I got this, but it's a bit of unusual pattern, so easy to get wrong.
Normally, if some lookup function fails to find whatever needs to be
found, it should release resources (i.e., not keep lock). Sure, it
might require slightly more nuanced error handling in the caller, but
that's nothing new.

> >
> > why not simplify it to "if we got vma and locked it -> we return
> > non-NULL vma and lock is held, otherwise no lock is held (because
> > why?)"
>
> I'll try that.
>
> >
> > pw-bot: cr
> >
> >
> >> + vma_end_read(vma);
> >> + }
> >> +out:
> >> + lock->vma_locked = false;
> >> + lock->vma = NULL;
> >> +}
> >> +
> >> +static void stack_map_get_build_id_offset_sleepable(struct bpf_stack_build_id *id_offs,
> >> + u32 trace_nr)
> >> +{
> >> + struct mm_struct *mm = current->mm;
> >> + struct stack_map_vma_lock lock = {
> >> + .vma_locked = false,
> >> + .vma = NULL,
> >> + .mm = mm,
> >> + };
> >> + struct vm_area_struct *vma;
> >> + struct file *file;
> >> + u64 offset;
> >> + u64 ip;
> >> +
> >> + for (u32 i = 0; i < trace_nr; i++) {
> >> + ip = READ_ONCE(id_offs[i].ip);
> >> +
> >> + vma = stack_map_lock_vma(&lock, ip);
> >> + if (!vma || !vma->vm_file) {
> >> + stack_map_build_id_set_ip(&id_offs[i]);
> >> + stack_map_unlock_vma(&lock);
> >
> > see above, I find this confusing to need to call unlock_vma if there
> > is no vma in the first place...
> >
> >> + continue;
> >> + }
> >> +
> >> + file = get_file(vma->vm_file);
> >> + offset = stack_map_build_id_offset(vma->vm_pgoff, vma->vm_start, ip);
> >> + stack_map_unlock_vma(&lock);
> >> +
> >> + /* build_id_parse_file() may block on filesystem reads */
> >> + if (build_id_parse_file(file, id_offs[i].build_id, NULL)) {
> >> + stack_map_build_id_set_ip(&id_offs[i]);
> >> + fput(file);
> >> + continue;
> >> + }
> >> + fput(file);
> >> +
> >> + stack_map_build_id_set_valid(&id_offs[i], offset, id_offs[i].build_id);
> >
> > what about
> >
> > if (build_id_parse_file(...))
> > stack_map_build_id_set_ip(...); /* no build id, parsing failed */
> > else
> > stack_map_build_id_set_valid(...);
> >
> > fput(file);
> >
> > ?
> >
> >> + }
> >> +}
> >> +
> >> /*
> >> * Expects all id_offs[i].ip values to be set to correct initial IPs.
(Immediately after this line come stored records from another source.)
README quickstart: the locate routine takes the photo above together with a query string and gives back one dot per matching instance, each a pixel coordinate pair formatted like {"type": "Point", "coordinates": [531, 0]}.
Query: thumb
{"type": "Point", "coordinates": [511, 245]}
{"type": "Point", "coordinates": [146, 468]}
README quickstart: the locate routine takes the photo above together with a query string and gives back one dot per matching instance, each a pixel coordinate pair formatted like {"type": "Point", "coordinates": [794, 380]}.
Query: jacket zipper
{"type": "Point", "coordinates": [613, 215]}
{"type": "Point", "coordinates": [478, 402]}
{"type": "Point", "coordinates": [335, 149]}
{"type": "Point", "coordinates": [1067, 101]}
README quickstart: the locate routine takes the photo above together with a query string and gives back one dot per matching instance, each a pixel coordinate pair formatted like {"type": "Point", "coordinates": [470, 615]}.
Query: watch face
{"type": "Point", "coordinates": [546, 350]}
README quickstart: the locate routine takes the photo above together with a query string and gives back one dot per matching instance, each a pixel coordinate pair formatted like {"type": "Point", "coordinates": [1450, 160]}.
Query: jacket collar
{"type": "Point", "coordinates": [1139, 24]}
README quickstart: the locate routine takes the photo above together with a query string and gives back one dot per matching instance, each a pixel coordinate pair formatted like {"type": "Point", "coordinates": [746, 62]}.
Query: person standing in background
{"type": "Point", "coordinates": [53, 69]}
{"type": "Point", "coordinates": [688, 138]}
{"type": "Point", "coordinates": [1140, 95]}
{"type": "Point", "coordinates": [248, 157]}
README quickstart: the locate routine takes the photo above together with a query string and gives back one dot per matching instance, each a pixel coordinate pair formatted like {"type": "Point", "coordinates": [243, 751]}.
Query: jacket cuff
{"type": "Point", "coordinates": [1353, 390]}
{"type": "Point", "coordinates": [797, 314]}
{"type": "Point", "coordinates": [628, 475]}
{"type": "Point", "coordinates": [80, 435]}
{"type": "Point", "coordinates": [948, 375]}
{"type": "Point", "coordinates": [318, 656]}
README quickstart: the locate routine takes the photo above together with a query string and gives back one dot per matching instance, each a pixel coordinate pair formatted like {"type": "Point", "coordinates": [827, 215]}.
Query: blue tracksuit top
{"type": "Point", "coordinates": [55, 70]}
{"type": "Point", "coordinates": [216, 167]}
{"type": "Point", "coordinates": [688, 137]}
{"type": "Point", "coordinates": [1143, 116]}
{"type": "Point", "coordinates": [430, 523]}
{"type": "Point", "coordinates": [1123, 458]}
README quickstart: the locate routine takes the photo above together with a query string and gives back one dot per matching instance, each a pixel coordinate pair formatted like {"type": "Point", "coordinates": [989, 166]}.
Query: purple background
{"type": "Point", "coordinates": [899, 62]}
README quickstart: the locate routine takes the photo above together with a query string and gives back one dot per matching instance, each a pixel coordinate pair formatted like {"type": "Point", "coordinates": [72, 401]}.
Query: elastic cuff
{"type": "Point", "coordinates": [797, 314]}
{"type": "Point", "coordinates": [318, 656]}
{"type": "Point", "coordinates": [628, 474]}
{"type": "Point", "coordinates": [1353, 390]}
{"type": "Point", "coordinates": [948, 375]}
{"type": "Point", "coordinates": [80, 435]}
> >> * They will be subsequently:
> >> @@ -194,6 +296,11 @@ static void stack_map_get_build_id_offset(struct bpf_stack_build_id *id_offs,
> >> const unsigned char *prev_build_id;
> >> int i;
> >>
> >> + if (may_fault && has_user_ctx) {
> >> + stack_map_get_build_id_offset_sleepable(id_offs, trace_nr);
> >> + return;
> >> + }
> >> +
> >> /* If the irq_work is in use, fall back to report ips. Same
> >> * fallback is used for kernel stack (!user) on a stackmap with
> >> * build_id.
> >> --
> >> 2.54.0
> >>
>